Bisson's knock against Kenya would be eclipsed by an unbeaten century from Rakep Patel which would see his side to their only win of the tour, an innings which would also deny his partner Rushab Patel a ton of his own. The latter Patel would be stranded on 99* as his namesake overtook him in their race to three figures, Rakep leapfrogging Rushab with a six off the final ball of the match. Their partnership of 195 for the fourth wicket would be the highlight of an otherwise forgettable tour for Kenya, otherwise notable mostly for the surprise return of the 46-year-old seamer Lameck Onyango to national colours. Onyango's best figures of 3-52 would come in the first innings of the doomed game against Bermuda, where the rain would eventually deliver Kenya their only other point. At fifth place and fully 7 points adrift of their neighbours Uganda after the first round, Kenya's hopes of challenging for the title are now fanciful indeed, their precipitous, decade-long decline from "permanent" ODI status a few short years ago now leaving them facing very real prospect of crashing out of ICC one-day competition altogether.

Things look still more bleak for Bermuda, who again went home from a tournament winless.
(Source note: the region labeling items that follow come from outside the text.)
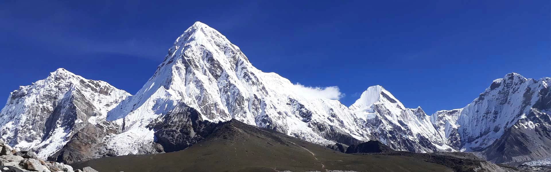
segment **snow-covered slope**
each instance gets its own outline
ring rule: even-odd
[[[547,125],[534,125],[545,120],[533,121],[526,116],[532,112],[532,109],[543,114],[551,111],[550,83],[549,78],[535,80],[509,73],[503,78],[494,80],[484,93],[464,108],[439,111],[431,120],[440,135],[447,138],[450,146],[462,151],[484,150],[496,140],[506,139],[502,136],[514,125],[541,127]],[[524,120],[517,122],[521,119]],[[537,138],[541,137],[534,137]],[[528,149],[526,152],[530,152]]]
[[[105,82],[60,68],[11,93],[0,112],[0,136],[15,148],[35,150],[44,158],[82,126],[104,120],[129,95]]]
[[[163,146],[178,150],[232,119],[325,146],[377,139],[417,152],[481,150],[499,147],[494,142],[512,145],[504,135],[548,133],[538,127],[549,123],[550,82],[509,74],[465,108],[433,116],[420,107],[406,108],[379,85],[349,108],[304,94],[303,86],[257,69],[225,36],[197,22],[136,95],[60,69],[12,93],[0,114],[0,134],[16,148],[67,163],[162,152]],[[551,150],[514,158],[487,152],[491,158],[530,160]]]
[[[109,112],[107,120],[123,126],[121,137],[140,140],[117,136],[107,144],[152,141],[146,126],[179,103],[197,109],[206,120],[235,119],[320,144],[369,140],[346,106],[336,100],[301,96],[296,87],[257,69],[225,36],[197,22],[176,39],[143,87]]]
[[[375,139],[395,150],[417,152],[453,150],[420,107],[408,109],[382,87],[370,87],[350,110]]]

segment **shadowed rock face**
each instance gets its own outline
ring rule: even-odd
[[[203,120],[196,110],[180,103],[174,110],[159,117],[147,127],[155,130],[155,142],[163,146],[165,152],[170,152],[193,145],[212,133],[222,124],[222,122]]]
[[[532,109],[483,152],[487,159],[496,163],[551,157],[549,116]]]
[[[72,165],[89,166],[102,172],[514,171],[481,160],[443,155],[345,154],[235,119],[221,123],[215,130],[180,151],[106,157]],[[383,147],[376,141],[364,143]]]
[[[350,145],[346,149],[346,153],[383,153],[394,151],[385,144],[377,141],[369,141],[359,144]]]

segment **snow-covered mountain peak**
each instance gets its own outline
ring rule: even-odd
[[[129,95],[59,68],[10,94],[0,111],[0,137],[15,148],[40,150],[45,158],[83,126],[102,121]]]
[[[353,111],[362,111],[371,108],[375,103],[394,104],[402,109],[406,109],[402,103],[381,85],[371,86],[361,93],[360,98],[349,108]]]

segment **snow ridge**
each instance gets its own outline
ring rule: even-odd
[[[45,158],[84,126],[107,123],[117,128],[99,135],[98,142],[110,155],[145,153],[156,150],[148,147],[155,139],[148,125],[183,104],[206,120],[235,119],[324,146],[377,139],[396,150],[474,151],[499,139],[531,109],[551,111],[550,83],[549,78],[508,74],[464,108],[431,116],[420,107],[406,108],[380,85],[347,107],[305,95],[288,79],[257,69],[239,47],[198,22],[178,37],[135,95],[60,68],[12,93],[0,112],[0,133],[10,146]]]
[[[107,112],[129,95],[60,68],[11,93],[0,111],[0,135],[14,148],[33,149],[45,158],[86,123],[105,120]]]

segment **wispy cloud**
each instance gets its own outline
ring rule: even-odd
[[[294,85],[295,93],[307,98],[338,100],[344,96],[344,94],[341,93],[339,87],[337,86],[312,87],[305,86],[300,83],[296,83]]]

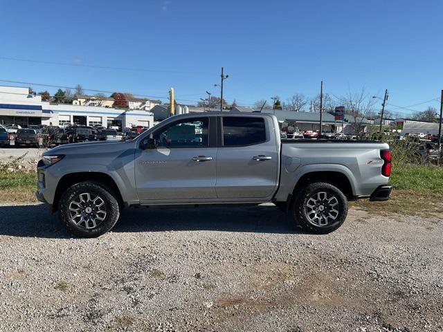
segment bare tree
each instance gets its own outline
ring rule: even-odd
[[[65,97],[64,102],[66,104],[72,104],[72,100],[74,97],[74,95],[72,93],[71,88],[66,89],[66,90],[64,91],[64,97]]]
[[[323,93],[323,111],[329,112],[338,106],[328,93]],[[320,95],[317,95],[310,100],[309,111],[311,112],[320,112]]]
[[[307,104],[307,100],[302,93],[294,93],[290,98],[287,99],[289,109],[300,112]]]
[[[431,107],[422,112],[415,112],[413,117],[418,121],[426,121],[428,122],[438,122],[439,118],[437,109]]]
[[[254,102],[254,109],[260,111],[262,109],[263,104],[264,104],[266,102],[266,101],[264,99],[260,99],[260,100],[257,100],[255,102]],[[264,108],[267,109],[268,107],[269,107],[269,105],[267,105],[266,104],[264,104]]]
[[[345,113],[348,116],[349,123],[352,127],[354,133],[359,136],[363,136],[365,129],[365,122],[368,116],[374,109],[376,102],[372,95],[366,93],[364,89],[359,92],[348,93],[341,98],[342,104],[345,107]]]
[[[84,91],[80,84],[77,84],[75,86],[75,95],[83,95],[84,94]]]

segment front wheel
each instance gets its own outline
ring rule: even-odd
[[[345,222],[347,200],[338,188],[330,183],[309,183],[296,194],[290,213],[305,230],[327,234]]]
[[[114,227],[119,216],[115,194],[100,183],[77,183],[66,189],[60,199],[60,222],[78,237],[100,237]]]

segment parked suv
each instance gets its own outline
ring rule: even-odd
[[[9,145],[9,133],[6,128],[0,127],[0,146]]]
[[[66,136],[70,143],[97,140],[97,135],[91,128],[75,127],[67,129]]]
[[[17,145],[39,145],[38,133],[29,128],[17,129],[15,144]]]
[[[69,143],[68,136],[64,128],[52,126],[43,129],[44,144],[46,147]]]
[[[98,129],[98,140],[121,140],[122,136],[117,133],[116,129]]]
[[[381,142],[282,140],[271,114],[190,113],[132,140],[44,152],[36,194],[81,237],[111,230],[129,206],[269,202],[326,234],[345,221],[349,199],[389,198],[391,167]]]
The wash-out against Kenya delivered them their only point, and even for a side drawn from a population of barely 60,000 it was a disappointing showing. As at the T20 Qualifier last month there were flashes of the disproportionate talent the island nation habitually produces, most consistently from the belligerent Kamau Leverock at the top of the order who amassed 205 runs across the series at an average of 41 and an implausible strike rate of 168. Tre Manders also had a fine tour with the bat, striking three consecutive half-centuries against Hong Kong, Uganda and Kenya, albeit all in losing causes.

Sussex's Delray Rawlins was the next highest run-getter for Bermuda with 156 at 30, but as much as that is a disappointing return for a much-hyped potential England prospect, Bermuda's principal weakness was predictably in the field, or off it. With none of the bowlers managing more than 4 wickets across the tour, Bermuda's failure to defend 291 against Hong Kong proved a sign of thing to come. Meanwhile, opinions may differ as to whether Onias Bascome's warningless (and in the match context, pointless) mankading of Ben Stevens with Jersey at 75-1 chasing 110 was inexcusable and mean-spirited or profoundly amusing (especially in the light of Bermuda's history of mankading Jerseymen), but another suspension for indiscipline for Deunte Darrell called to mind the off-field problems the team had in Dubai, as indeed did another mid-tournament change of captains.

Whilst Challenge League Group A still looks comparatively open at both ends of the table, Bermuda at least look destined for relegation to the Challenge Playoff, barring a remarkable turnaround on and off the field, whilst Uganda look clear favourites to win through from Group B. With the next Group B tourney scheduled to be held at Kampala in July next year, the frontrunner will have the benefit of home advantage for the next round of matches and even at this early stage look well-placed to claim the solitary World Cup Qualifier Playoff berth.